Court Opinion

ID: 9797755
Source: CourtListenerOpinion
Date Created: 2023-08-31 04:28:42.593197+00
Date Added: 2024-06-11T08:58:14.926037
License: Public Domain

LUMPKIN, Judge,
Concur in result.
¶ 11 agree that Appellant’s convictions and sentences should be affirmed. I write separately to address Propositions I and III.
¶2 In Proposition I, giving the jury any additional information as to the meaning of life without parole is at best a half truth because it does not fully inform the jury of the ability of the Governor to commute the sentence pursuant to Art. 6, § 10 of the Oklahoma Constitution. This is the problem with trying to do more than this Court has done in the past. If the jury is told the truth about all of the means by which a defendant might not spend the rest of his or her life actually behind bars, the option of a life without the possibility of parole sentence is diluted. As set forth in the uniform jury instructions, the terms “life with the possibility of parole” and “life without the possibility of parole” are clear, concise, and speak for themselves. Any attempt at this time to define these terms further would be to start down the slippery slope of half truths and undermine the system of justice. Judges and courts do not want to be placed in the *304position of loosing credibility 'with jurors and citizens by being the dispensers of false information.

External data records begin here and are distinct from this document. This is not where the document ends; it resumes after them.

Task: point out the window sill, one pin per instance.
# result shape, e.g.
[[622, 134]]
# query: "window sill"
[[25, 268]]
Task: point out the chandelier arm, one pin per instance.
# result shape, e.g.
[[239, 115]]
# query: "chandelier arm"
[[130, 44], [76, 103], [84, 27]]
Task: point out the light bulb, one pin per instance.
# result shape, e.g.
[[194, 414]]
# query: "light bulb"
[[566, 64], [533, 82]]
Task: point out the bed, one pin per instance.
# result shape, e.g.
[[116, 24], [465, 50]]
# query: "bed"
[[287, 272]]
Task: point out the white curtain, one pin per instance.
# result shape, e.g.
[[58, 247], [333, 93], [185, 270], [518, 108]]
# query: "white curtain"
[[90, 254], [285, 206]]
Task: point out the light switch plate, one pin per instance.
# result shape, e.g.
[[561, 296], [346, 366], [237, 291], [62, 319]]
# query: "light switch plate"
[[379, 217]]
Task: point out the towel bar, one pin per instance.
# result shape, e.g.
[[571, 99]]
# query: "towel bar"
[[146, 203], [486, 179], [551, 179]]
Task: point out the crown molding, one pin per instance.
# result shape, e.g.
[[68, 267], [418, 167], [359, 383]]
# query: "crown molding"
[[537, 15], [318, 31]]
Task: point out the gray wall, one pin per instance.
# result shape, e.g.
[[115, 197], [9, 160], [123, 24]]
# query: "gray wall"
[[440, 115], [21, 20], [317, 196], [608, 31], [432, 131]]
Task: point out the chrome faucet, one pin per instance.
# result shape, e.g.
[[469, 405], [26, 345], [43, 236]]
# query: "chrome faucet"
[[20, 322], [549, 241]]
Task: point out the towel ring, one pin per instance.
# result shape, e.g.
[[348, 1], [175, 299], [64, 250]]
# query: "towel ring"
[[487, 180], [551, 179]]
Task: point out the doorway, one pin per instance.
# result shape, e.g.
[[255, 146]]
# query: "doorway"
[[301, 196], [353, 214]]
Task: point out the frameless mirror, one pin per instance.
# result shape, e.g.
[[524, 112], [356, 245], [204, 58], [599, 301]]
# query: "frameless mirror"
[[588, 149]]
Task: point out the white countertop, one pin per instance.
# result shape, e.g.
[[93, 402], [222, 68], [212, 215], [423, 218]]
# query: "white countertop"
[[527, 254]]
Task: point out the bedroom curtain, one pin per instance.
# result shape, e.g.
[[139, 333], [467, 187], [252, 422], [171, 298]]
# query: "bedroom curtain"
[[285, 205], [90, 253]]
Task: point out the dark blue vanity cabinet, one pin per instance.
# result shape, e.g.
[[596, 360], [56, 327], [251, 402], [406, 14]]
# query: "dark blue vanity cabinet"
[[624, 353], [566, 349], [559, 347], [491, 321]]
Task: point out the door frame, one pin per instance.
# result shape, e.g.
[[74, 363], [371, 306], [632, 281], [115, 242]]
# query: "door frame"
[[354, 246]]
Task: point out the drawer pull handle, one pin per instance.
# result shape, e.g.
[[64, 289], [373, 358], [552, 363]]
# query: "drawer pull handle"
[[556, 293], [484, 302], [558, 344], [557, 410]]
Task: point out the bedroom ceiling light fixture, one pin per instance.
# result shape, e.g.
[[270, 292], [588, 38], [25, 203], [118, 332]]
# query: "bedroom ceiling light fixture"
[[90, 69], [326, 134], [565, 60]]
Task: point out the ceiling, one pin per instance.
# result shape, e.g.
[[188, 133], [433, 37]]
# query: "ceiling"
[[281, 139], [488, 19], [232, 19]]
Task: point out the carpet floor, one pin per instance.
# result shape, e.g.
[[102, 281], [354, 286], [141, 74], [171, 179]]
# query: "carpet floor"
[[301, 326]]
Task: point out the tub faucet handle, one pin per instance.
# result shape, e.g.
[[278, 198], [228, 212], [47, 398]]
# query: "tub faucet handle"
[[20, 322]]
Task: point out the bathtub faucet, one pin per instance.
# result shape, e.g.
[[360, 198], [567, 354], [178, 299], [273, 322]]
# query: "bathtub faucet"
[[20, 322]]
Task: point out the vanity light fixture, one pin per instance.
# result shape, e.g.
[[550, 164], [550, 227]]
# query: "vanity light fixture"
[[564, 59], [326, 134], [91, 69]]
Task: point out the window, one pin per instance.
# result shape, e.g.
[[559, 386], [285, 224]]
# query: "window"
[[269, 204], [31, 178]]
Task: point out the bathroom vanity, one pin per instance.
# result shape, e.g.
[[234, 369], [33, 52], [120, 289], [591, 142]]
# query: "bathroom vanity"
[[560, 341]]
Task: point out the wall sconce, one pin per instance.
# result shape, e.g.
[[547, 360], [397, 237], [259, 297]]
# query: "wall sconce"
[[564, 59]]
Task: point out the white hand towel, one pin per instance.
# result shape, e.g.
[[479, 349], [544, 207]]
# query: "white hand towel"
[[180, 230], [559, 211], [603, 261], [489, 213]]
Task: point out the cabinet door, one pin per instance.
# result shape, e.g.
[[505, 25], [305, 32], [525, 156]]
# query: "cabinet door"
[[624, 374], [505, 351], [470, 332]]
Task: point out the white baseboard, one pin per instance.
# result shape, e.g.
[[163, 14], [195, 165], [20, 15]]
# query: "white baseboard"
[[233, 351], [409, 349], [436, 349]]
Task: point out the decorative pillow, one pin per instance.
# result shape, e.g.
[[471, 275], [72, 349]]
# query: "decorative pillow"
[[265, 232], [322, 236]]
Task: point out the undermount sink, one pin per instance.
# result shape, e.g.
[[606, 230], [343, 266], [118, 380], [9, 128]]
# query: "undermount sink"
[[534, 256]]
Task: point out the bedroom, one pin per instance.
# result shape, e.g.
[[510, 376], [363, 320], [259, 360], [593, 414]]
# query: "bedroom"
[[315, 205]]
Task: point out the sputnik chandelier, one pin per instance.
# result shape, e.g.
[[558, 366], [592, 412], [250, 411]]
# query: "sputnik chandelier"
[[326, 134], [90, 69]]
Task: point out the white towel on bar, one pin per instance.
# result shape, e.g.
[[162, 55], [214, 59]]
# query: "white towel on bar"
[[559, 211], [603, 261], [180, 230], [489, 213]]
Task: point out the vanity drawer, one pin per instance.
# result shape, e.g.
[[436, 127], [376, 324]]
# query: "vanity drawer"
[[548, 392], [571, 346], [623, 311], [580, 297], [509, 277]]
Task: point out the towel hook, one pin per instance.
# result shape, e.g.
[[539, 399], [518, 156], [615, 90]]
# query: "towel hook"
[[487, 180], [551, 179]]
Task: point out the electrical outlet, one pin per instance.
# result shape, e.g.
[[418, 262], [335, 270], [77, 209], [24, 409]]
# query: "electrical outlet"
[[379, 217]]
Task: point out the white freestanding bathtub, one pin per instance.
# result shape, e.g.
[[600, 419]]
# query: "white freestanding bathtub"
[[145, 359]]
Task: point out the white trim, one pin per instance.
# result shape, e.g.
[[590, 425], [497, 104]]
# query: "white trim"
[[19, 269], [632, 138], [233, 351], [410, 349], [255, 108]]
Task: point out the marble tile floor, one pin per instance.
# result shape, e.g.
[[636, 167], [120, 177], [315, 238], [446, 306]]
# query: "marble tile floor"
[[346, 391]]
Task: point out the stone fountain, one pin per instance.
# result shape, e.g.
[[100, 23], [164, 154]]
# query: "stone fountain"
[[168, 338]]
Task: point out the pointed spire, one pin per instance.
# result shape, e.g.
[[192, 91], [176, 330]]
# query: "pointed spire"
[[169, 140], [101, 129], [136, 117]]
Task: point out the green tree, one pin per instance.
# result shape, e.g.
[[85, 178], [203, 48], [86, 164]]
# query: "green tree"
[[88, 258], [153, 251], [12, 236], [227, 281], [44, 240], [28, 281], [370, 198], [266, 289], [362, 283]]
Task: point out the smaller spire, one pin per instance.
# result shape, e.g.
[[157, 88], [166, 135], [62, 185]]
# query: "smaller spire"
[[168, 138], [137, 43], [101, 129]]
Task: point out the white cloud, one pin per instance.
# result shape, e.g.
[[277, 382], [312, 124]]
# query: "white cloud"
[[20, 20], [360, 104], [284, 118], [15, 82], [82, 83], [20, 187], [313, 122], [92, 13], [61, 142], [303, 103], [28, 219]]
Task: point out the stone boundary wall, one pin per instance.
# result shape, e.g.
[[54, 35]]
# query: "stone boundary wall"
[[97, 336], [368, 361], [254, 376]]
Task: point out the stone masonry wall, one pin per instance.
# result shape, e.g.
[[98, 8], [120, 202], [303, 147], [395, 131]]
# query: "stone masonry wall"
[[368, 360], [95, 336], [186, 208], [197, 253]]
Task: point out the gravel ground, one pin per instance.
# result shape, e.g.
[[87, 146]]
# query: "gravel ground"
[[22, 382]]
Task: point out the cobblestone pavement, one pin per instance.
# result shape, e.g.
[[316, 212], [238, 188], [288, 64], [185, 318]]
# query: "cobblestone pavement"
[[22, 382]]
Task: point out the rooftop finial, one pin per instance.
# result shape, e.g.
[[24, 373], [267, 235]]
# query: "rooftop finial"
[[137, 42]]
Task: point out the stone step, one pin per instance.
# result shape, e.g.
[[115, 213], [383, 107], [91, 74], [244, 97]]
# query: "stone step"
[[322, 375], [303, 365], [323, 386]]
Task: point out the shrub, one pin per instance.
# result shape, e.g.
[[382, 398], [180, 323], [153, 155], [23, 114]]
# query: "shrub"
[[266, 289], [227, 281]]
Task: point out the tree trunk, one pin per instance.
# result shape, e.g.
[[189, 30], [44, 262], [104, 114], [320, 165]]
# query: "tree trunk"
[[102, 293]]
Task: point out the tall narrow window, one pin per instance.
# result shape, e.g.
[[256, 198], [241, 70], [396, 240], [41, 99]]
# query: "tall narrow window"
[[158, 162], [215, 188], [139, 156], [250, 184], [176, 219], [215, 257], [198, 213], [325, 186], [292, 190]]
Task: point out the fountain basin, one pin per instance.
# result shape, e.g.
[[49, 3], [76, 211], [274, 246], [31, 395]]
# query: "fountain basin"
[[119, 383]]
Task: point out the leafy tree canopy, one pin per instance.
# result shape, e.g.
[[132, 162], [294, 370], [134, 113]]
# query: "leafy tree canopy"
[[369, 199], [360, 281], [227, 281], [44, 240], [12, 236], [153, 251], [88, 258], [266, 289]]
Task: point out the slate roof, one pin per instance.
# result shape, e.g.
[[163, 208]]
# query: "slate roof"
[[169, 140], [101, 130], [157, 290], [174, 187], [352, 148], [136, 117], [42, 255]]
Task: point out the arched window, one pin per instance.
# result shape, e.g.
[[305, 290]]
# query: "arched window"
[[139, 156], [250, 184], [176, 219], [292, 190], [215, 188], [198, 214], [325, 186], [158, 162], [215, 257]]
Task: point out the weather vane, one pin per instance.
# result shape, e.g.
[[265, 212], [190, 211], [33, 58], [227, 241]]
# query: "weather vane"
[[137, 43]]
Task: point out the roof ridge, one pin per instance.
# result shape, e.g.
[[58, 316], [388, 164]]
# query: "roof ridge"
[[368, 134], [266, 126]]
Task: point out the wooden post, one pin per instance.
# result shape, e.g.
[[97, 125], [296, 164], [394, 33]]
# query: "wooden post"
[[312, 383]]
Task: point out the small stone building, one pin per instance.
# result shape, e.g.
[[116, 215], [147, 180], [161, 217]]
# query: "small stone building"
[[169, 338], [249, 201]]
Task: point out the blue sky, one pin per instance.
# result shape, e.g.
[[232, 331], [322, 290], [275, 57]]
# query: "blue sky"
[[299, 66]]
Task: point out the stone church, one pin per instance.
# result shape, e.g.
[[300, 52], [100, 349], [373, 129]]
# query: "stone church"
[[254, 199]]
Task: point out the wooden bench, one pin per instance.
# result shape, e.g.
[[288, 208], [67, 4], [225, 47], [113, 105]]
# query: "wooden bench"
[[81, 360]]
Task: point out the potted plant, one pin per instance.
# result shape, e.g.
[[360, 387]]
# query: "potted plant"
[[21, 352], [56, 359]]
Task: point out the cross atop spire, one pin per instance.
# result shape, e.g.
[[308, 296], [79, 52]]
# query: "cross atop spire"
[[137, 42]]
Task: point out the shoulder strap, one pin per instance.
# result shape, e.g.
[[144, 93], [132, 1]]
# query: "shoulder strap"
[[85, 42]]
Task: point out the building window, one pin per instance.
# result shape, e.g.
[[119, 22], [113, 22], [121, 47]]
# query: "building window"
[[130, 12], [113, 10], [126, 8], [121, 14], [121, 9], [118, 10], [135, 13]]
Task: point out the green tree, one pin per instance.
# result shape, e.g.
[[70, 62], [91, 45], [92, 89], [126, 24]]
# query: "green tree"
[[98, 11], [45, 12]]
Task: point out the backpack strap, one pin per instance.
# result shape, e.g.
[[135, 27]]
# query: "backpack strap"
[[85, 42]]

¶ 3 In Proposition III, the resentencing in this case was a continuation of the first trial. The reliability of the prior testimony was adequately tested at the guilt phase of trial. Otherwise, it would not have been admitted into evidence. Appellant’s right of confrontation was not violated by admission of the prior testimony presented during the guilt phase of trial. Therefore, it is hard to see how admission of the prior testimony in the second portion of the same trial is a constitutional violation. It is difficult to imagine that reliability could ever be an issue for testimony presented under oath in a prior judicial proceeding when the witness was subject to cross-examination, especially by the same defendant on the same factual issues.